Еще перед 1 июня 1567 г. в Петрков прибыло посольство литовских панов во главе со жмудским епископом и луцким номинатом Виктором Вежбицким, а также литовским подканцлером Остафием Воловичем132. Однако они, вероятнее всего, не затронули вопроса об унии и просили единственно о помощи в войне с Москвой133. На этот раз литовским панам была обещана помощь не деньгами, а только людьми134.
Несмотря на это так называемый радошковицкий поход на рубеже 1567—1568 гг., в котором принимали участие многочисленные роты польской конницы под командованием хелмского каштеляна Станислава Замойского, закончился неудачей135. Складывается впечатление, что именно она окончательно развеяла надежды литвинов, имевшие своим основанием победы 1564 г. над Улой и под Оршей, что существует реальный шанс противостоять Москве без польской помощи. Бездействие в течение нескольких недель и военная слабость литовских сил наряду с перемещеним и пребыванием в нескольких лагерях (кроме Радошковиц, также под Молодечно и Марковом, а также Лебедевом) привели к перерождению этого собрания земской службы в несколько десятков тысяч человек в лагерный сейм136, подобный тому, что имел место под Витебском в 1562 г. Литовская шляхта вновь выдвинула идею организации общего польско-литовского сейма137. В ответ поляки направили к литвинам очередное посольство, принятое королем и литовскими панами в лагере под Молодечно 25 октября 1567 г. Отправленный туда с петрковского сейма коронный подканцлер Петр Мышковский предложил литвинам заключение унии на основе прежних договоров и пригласил их на общий сейм138, взамен обещая польскую военную помощь в дальнейшей войне Литвы с Иваном IV. Марек Ференц заметил, что только в этот момент произошло изменение отношения Радзивилла «Рыжего» к унии. Речь, однако, не шла о его согласии на нее, а скорее на возобновление двусторонних переговоров139.
Николай Радзивилл Рыжий. Портрет XVII в.
Ближайший литовский сейм, созванный в Гродно 5 апреля 1568 г., должен был прежде всего обсудить вопрос обороны против Москвы140. Однако в июле 1568 г. один из неустановленных литовских информаторов вармийского епископа кардинала Станислава Хозиуша доносил ему с гродненского сейма, что король намерен созвать общий сейм «в Люблине или где [в ином месте] близ границы литовской»141. Точно так же как и в 1563 г., перед варшавским сеймом, вновь случилась благоприятная возможность и Литва с середины 1568 г. опять вела мирные переговоры с Москвой142. Тем более что литовские паны вновь могли чувствовать себя сильными после только что одержанных литовским надворным гетманом князем Романом Сангушкой побед над Москвой под Сушей и Улой (август 1568 г.)143, а также князем Полубиньским — под Изборском144.
Несмотря на это часть литовских элит, особенно из Подляшского и Киевского воеводств, стремилась к инкорпорации их земель в Корону, поскольку Литва не была в состоянии обеспечить им безопасности перед лицом угрозы со стороны Москвы и Крыма145. Весьма показательной здесь может быть сумма в 2 133 653 флорина, многократно превышающая расходы Великого княжества Литовского, которую в 1561—1570 гг. Корона выделила на оборону Литвы. По мнению Людвика Колянковского, наряду с надеждой получения прав, аналогичных правам коронной шляхты, это было одним из важнейших аргументов для подляшской и киевской шляхты в пользу унии с Польшей146. Из корреспонденции литовского подскарбия Миколая Нарушевича следует, что часть литвинов была готова поддержать тесную унию с Польшей, рассчитывая взамен на существенную военную помощь Короны в войне с Москвой147.

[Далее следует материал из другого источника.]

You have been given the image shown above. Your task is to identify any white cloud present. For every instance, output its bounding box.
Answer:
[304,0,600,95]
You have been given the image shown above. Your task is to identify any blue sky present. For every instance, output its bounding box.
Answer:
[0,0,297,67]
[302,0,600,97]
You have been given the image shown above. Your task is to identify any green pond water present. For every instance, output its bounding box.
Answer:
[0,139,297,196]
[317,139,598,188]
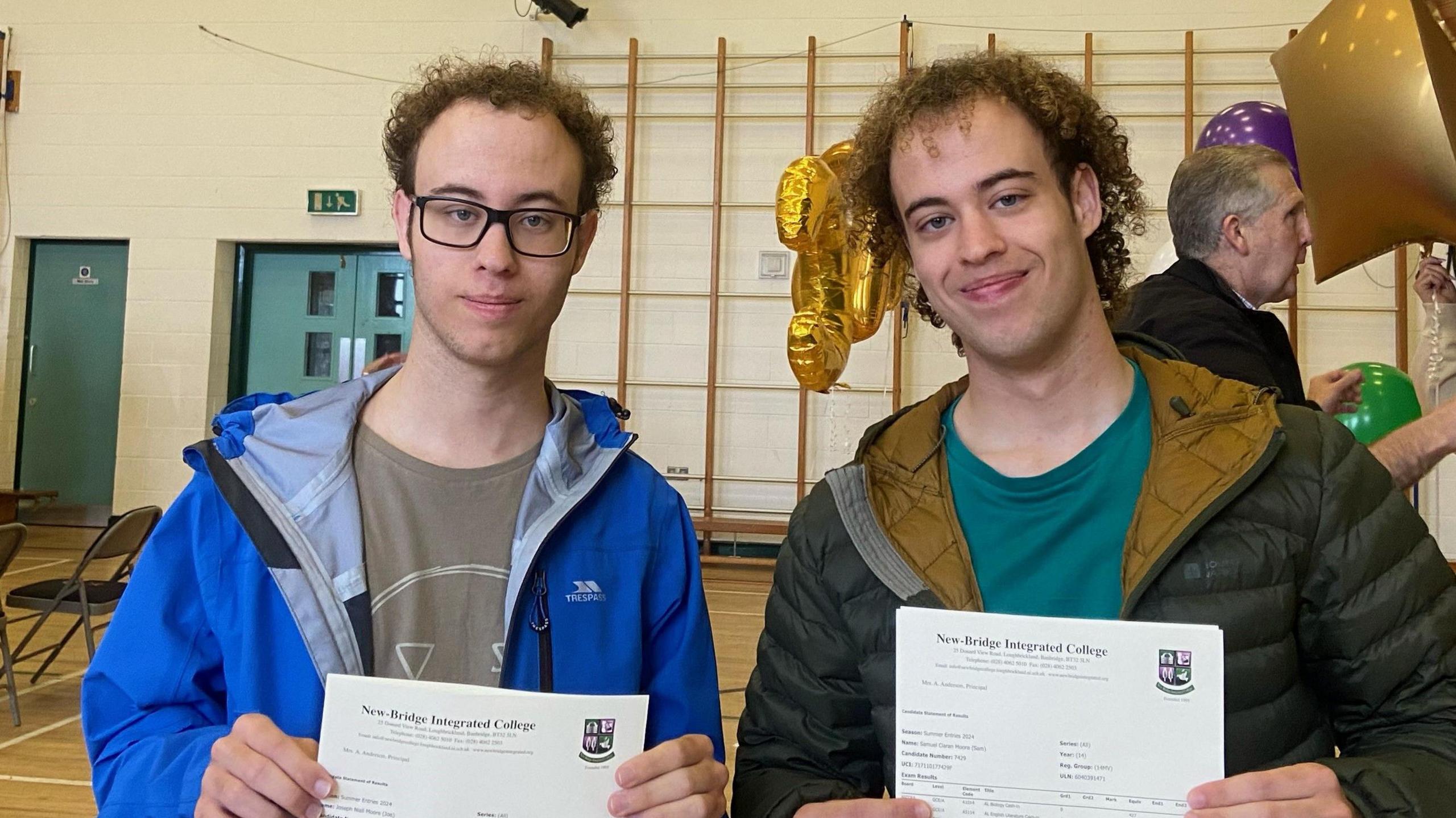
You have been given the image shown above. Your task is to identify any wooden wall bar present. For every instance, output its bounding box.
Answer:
[1395,244,1411,372]
[890,20,910,412]
[617,36,638,406]
[793,36,818,499]
[1285,29,1299,361]
[1082,32,1092,89]
[703,36,728,535]
[1184,31,1193,156]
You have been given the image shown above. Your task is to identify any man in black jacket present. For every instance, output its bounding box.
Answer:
[733,54,1456,818]
[1117,146,1456,489]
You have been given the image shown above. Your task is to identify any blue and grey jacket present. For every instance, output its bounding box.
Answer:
[81,369,723,818]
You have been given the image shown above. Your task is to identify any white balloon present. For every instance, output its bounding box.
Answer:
[1127,239,1178,285]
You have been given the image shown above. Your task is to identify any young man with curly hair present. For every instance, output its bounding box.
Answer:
[81,58,726,818]
[734,54,1456,818]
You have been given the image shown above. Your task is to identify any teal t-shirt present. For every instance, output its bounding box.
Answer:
[941,363,1153,618]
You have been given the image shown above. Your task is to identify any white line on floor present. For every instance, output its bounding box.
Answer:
[15,670,86,696]
[0,713,81,750]
[6,559,71,576]
[0,774,90,787]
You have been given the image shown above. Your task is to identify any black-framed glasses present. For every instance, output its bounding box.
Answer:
[413,197,581,259]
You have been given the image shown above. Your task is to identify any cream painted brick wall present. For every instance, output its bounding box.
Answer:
[0,0,1456,542]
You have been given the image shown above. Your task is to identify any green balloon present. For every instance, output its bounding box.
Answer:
[1335,361,1421,446]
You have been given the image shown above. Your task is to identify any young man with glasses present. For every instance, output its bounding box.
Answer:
[81,58,726,818]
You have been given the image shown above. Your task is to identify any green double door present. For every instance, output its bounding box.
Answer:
[16,240,127,515]
[233,247,415,395]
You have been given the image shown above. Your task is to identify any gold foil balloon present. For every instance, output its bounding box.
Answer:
[788,252,852,392]
[773,156,845,254]
[1272,0,1456,281]
[843,233,905,343]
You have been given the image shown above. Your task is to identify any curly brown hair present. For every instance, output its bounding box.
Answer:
[845,52,1147,350]
[384,57,617,213]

В итоге летом 1569 г. в Люблине все-таки состоялось заключение давно ожидаемой реальной унии Польши и Литвы. Одной из ее составляющих должна была быть общая внешняя политика. Первым после 1503 г. совместным польско-литовским посольством в Москву стало посольство 1570 г., возглавляемое брестско-куявским воеводой поляком Яном Дзялыньским148.
Господствует мнение, что на заключение Люблинской унии прежде всего повлияла растущая угроза Литве со стороны Москвы149. Уния фактически сразу же повлекла за собой постоянное, по крайней мере, финансовое вовлечение Короны в литовско-московский конфликт150. С другой стороны, как утверждал Хенрик Виснер, заключение унии с Литвой защитило Корону от Москвы путем создания между ними буфера в лице белорусских и украинских земель151, что, особенно в контексте инкорпорации последних в Польшу, представляется ошибочным. В свою очередь Анджей Рахуба констатировал, что уния обеспечила существование Литвы в качестве государства еще на два столетия, в противном случае Великое княжество пало бы жертвой России самое позднее в первой половине XVII в.152, и с этим следует согласиться. Можно даже взять на себя смелость, утверждая, что ценой утраты южных земель в пользу Польши Великое княжество Литовское освободилось от татарской опасности, и одновременно Корона оказалась реально и
Выписка конца XVIII в. из литовской посольской книги 1549 г. о возвращении из Москвы литовского посольства с письмом царя Ивана IV к королю Сигизмунду II Августу. Biblioteka książąt Czartoryskich w Krakowie, Teki Naruszewicza, Teka 67, № 60, s. 219
необратимо вовлечена в конфликты с Москвой. Проблема польской помощи Литве, столь сложная до 1569 г., была тем самым решена до такой степени, что Корона оказалась прочно втянутой в литовско-русские конфликты153.
По моему мнению, польско-литовские отношения в предшествующий период определялись двумя главными механизмами — поражения литвинов сближали Великое княжество Литовское с Польской Короной154, победы или литовско-московские перемирия в свою очередь их друг от друга отдаляли155. Это вытекало из конъюнктурной трактовки обеими сторонами своих взаимоотношений при сохранении персональной унии. У литвинов это выражалось в просьбах хотя бы о военной и финансовой помощи взамен на обещание позднее заключить или даже реализовать унию, у поляков же — в обещании эту помощь оказать, но при условии, что литвины первыми выполнят свои обязательства. Подобная политика после 1569 г. утратила свой смысл прежде всего вследствие продвижения польской границы на восток. Добавлю еще, что Хенрик Ловмяньский подчеркивал также и негативные последствия унии, как то: отвлечение внимания от проблем на западе, в том числе от Силезии и Восточной Пруссии156. Схема эта действовала, однако, и в другую сторону — литвины, которые до сего времени дистанцировались от внутрипольских дел, вынуждены были теперь проявить в них свою заинтересованность.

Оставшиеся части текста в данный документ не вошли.